Video and photographic evidence can be very compelling and for that reason it is evidence lawyers love to show.  It is attention-grabbing, flashy, and can be very memorable.  But when it is spontaneously captured (as is becoming more common), it is almost certain to be incomplete.  The gaps in the story can only be filled in with other, generally more traditional, evidence:  documents, manuals, checklists, witnesses, maybe other photographs and videos if they exist.  This more traditional evidence is thus more important than ever in influencing exactly how a judge or jury fills in the blanks left out of the "sexier" video evidence.  While it is the dramatic video that the jury might remember more than any other evidence, it is that other evidence that is the key to how excactly they remember and interpret that dramatic video.  

Take these actual photos from Google Streetview for example:

Is this guy breaking in the process of burglarizing a home by climbing over a locked gate?  Is he just locked out of his house and climbing over to get inside?  Is he just screwing around by swinging on a gate for fun (perhaps the camera just happened to catch the moment the gate swung closed).  Maybe he is in to parkour and is climbing up the side of the building?

What about this one?  Are these kids vandalizing a bus stop?  Could they be cleaning up or painting over the vandalism?  Are they painting a mural and its not vandalism at all? 

And God only knows what is going on here.  Best that we don't ask any more questions.

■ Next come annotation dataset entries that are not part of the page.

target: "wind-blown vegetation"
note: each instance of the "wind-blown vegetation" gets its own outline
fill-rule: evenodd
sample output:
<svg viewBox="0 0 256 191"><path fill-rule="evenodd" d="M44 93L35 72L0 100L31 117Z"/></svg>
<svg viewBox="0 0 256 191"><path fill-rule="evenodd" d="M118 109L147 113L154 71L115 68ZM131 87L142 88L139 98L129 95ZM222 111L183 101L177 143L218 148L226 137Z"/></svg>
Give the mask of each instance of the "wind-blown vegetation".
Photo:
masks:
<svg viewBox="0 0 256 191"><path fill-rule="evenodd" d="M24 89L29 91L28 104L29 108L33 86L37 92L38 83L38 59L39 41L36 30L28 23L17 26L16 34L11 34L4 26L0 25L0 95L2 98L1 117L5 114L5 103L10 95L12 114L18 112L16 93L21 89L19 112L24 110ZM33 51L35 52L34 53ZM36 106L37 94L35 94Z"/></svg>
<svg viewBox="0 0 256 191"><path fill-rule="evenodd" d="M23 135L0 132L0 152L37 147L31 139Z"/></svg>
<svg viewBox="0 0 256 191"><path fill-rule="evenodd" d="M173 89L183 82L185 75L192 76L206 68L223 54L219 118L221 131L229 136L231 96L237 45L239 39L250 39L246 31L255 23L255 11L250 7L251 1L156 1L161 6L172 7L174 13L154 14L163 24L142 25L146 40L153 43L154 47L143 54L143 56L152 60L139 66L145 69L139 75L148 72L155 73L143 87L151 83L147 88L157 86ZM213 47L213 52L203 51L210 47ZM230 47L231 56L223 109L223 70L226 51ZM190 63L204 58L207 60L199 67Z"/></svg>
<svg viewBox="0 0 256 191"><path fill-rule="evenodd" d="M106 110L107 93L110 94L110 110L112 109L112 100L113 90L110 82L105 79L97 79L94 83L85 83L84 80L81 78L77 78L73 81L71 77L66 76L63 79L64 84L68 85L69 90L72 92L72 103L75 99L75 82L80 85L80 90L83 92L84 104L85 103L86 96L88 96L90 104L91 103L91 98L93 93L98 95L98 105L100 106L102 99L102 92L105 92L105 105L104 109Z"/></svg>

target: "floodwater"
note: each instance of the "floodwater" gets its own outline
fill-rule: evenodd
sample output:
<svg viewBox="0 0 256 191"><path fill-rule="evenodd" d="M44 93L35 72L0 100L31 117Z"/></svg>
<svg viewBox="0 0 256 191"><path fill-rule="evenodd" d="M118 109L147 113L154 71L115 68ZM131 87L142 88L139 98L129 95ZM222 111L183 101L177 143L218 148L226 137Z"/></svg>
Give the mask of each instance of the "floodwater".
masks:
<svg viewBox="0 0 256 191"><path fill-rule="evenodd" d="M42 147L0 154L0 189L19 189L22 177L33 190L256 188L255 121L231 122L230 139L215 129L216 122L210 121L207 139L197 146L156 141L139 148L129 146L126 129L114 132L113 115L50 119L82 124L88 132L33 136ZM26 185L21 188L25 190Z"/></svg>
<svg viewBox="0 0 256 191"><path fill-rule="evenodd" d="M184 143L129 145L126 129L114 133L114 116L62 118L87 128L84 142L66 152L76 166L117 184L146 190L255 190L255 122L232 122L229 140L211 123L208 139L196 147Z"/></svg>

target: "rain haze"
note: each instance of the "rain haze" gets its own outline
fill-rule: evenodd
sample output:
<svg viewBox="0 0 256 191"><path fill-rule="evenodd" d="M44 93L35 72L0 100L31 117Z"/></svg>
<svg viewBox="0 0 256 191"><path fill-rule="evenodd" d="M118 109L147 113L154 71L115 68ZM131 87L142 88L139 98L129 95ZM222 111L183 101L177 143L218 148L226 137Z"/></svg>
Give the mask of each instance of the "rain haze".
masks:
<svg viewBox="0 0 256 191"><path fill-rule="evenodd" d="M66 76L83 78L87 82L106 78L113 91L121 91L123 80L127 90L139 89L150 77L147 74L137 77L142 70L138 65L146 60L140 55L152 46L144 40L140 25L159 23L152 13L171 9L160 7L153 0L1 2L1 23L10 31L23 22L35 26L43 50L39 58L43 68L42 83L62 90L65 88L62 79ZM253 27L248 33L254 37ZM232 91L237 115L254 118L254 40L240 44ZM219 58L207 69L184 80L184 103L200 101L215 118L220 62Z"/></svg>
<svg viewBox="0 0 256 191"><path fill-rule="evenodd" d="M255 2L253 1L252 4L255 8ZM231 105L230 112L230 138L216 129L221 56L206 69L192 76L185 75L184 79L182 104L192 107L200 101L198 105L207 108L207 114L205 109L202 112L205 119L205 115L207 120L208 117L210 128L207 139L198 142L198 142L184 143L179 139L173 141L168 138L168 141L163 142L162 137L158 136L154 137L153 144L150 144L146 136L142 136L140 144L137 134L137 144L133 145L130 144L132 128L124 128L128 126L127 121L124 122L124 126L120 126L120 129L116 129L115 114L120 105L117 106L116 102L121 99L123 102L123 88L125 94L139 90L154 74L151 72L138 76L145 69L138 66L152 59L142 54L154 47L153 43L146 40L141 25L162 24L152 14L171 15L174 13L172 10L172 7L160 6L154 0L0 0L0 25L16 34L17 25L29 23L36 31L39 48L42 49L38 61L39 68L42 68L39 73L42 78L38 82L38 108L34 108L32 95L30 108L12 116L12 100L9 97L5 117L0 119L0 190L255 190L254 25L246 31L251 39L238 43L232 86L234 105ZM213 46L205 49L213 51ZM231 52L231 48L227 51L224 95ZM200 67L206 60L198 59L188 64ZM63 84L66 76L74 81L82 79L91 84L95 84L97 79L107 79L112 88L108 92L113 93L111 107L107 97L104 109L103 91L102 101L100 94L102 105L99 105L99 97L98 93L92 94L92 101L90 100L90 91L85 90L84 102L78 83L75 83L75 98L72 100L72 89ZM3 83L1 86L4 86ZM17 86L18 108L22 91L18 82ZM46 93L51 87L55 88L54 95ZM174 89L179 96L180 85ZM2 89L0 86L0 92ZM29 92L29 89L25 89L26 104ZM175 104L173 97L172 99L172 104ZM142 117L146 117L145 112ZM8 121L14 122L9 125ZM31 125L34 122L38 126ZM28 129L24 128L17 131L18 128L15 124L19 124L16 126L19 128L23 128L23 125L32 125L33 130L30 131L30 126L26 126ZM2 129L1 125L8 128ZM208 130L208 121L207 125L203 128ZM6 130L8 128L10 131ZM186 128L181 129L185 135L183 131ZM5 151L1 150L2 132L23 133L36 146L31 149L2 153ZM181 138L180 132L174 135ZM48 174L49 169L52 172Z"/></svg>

The point is that context matters.  Jurors have come to expect flashy video with compelling story lines because they see it on the internet and on television everyday.  And, given how public our facilities are, there is no way to control the flow of information originating from guests whenever an incident occurs.  As a consequence having document retention and preservation policies, incident reporting procedures, and emergency response plans has become even more vital to a successful defense in an amusement lawsuit.  Your lawyer can help with this, but ultimately it is up to you to make sure your lawyer has the tools necessary to tell the whole story, regardless of whatever flashier evidence might be out there.